Francesco, a questo punto, ha voluto far riferimento all’attualità, ricordano una grave crisi umanitaria in corso: «Quando noi leggiamo le notizie delle guerre, pensiamo alle notizie della fame dei bambini nello Yemen, frutto della guerra: è lontano, poveri bambini, ma perché non hanno da mangiare?». Però, ha detto il Papa, «la stessa guerra si fa a casa nostra, nelle nostre istituzioni con questa rivalità: incomincia lì, la guerra». E anche «la pace deve farsi lì: nella famiglia, nella parrocchia, nelle istituzioni, nel posto di lavoro, cercando sempre la unanimità e la concordia e non il proprio interesse».

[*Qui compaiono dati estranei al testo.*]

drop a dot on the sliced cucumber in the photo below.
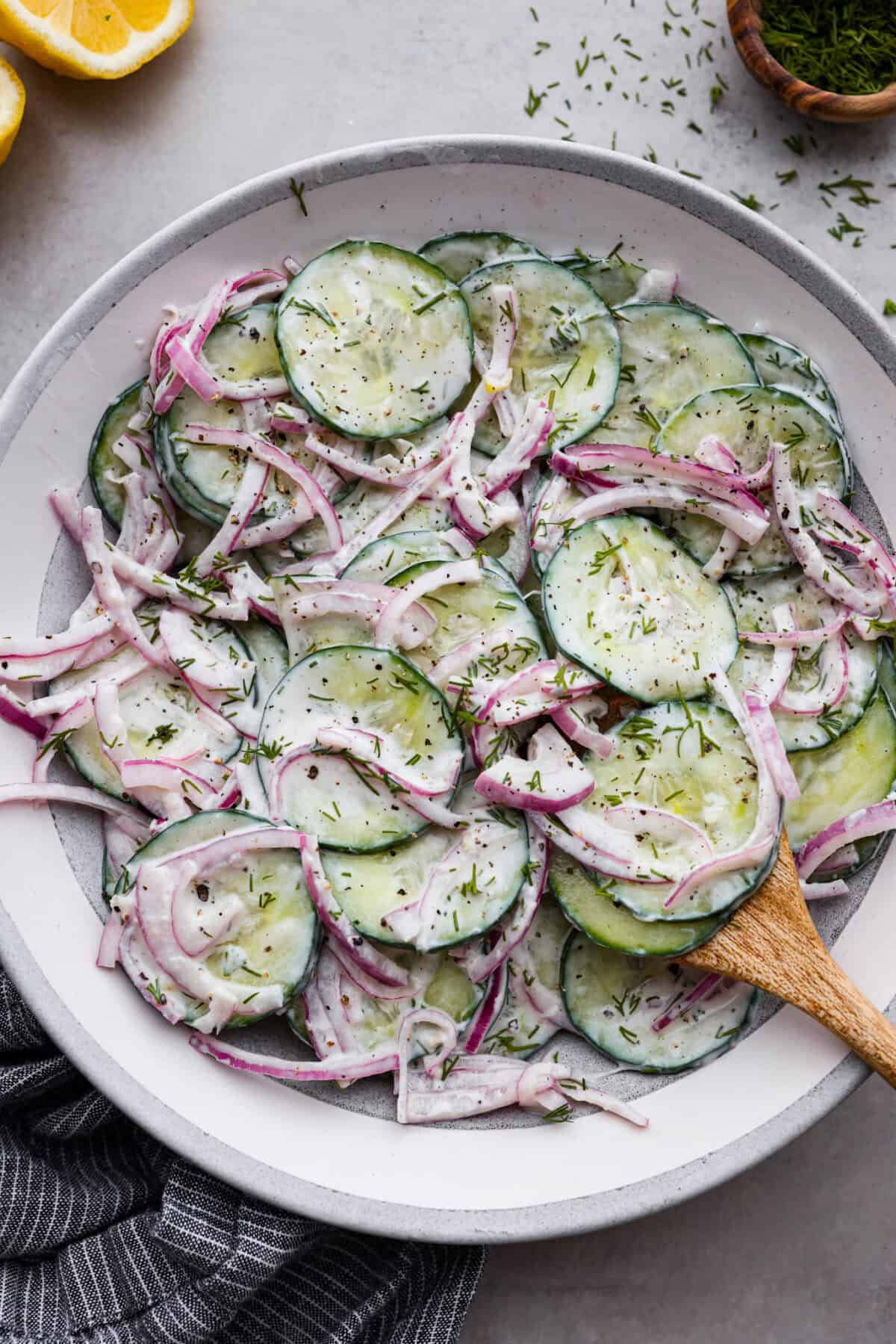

«Chiediamo questa grazia per la nostra comunità parrocchiale, per la nostra famiglia — ha suggerito il Pontefice — e quando mi viene in mente di distruggere in qualsiasi modo o ferire questa unanimità e concordia, fermarmi in tempo e dire: no, questo no». E, ha concluso, «questa è una cosa bella, questa è una cosa grande, questa è la pace e facendo nel nostro piccolo questo, aiuteremo la pace del mondo, di tutta la gente».